What is the "right time" you're speaking of?
The "right time" is whenever they are currently evaluated. (Definition time, I think, but won't swear.)
For example, the "annotation" might really be a call to a logger, showing the current environment, including names that will be rebound before the module finishes loading.
I'm perfectly willing to agree that even needing this much control over timing is a code smell, but it is currently possible, and I would rather it not become impossible.
Is this just a theoretical concern? Unless there is significant real-world code doing this sort of thing, I don't see much of a problem in deprecating such code using the normal __future__-based deprecation cycle.

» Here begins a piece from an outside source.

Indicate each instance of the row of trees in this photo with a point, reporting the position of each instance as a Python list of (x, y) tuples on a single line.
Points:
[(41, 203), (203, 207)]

At a minimum, it seems like "just run this typing function that you should already be using" should either save the right context, or the PEP should state explicitly that this functionality is being withdrawn. (And go ahead and suggest a workaround, such as running the code before the method definition, or as a decorator.)
(1) The PEP suggests opting out with @typing.no_type_hints ...
This is already possible. PEP 484 specifies that
"A # type: ignore comment on a line by itself is equivalent to adding an inline # type: ignore to each line until the end of the current indented block. At top indentation level this has effect of disabling type checking until the end of file."
Great! Please mention this as well as (or perhaps instead of) typing.no_type_check.
It would be a bit messy (like the old coding cookie), but recognizing a module-wide
# typing.no_type_hints
comment and then falling back to the current behavior would be enough for me.
Do you know of any other per-module feature toggle of this kind?
No, thus the comment about it being messy. But it does offer one way to ensure that annotations are evaluated within the proper environment, even without having to save those environments.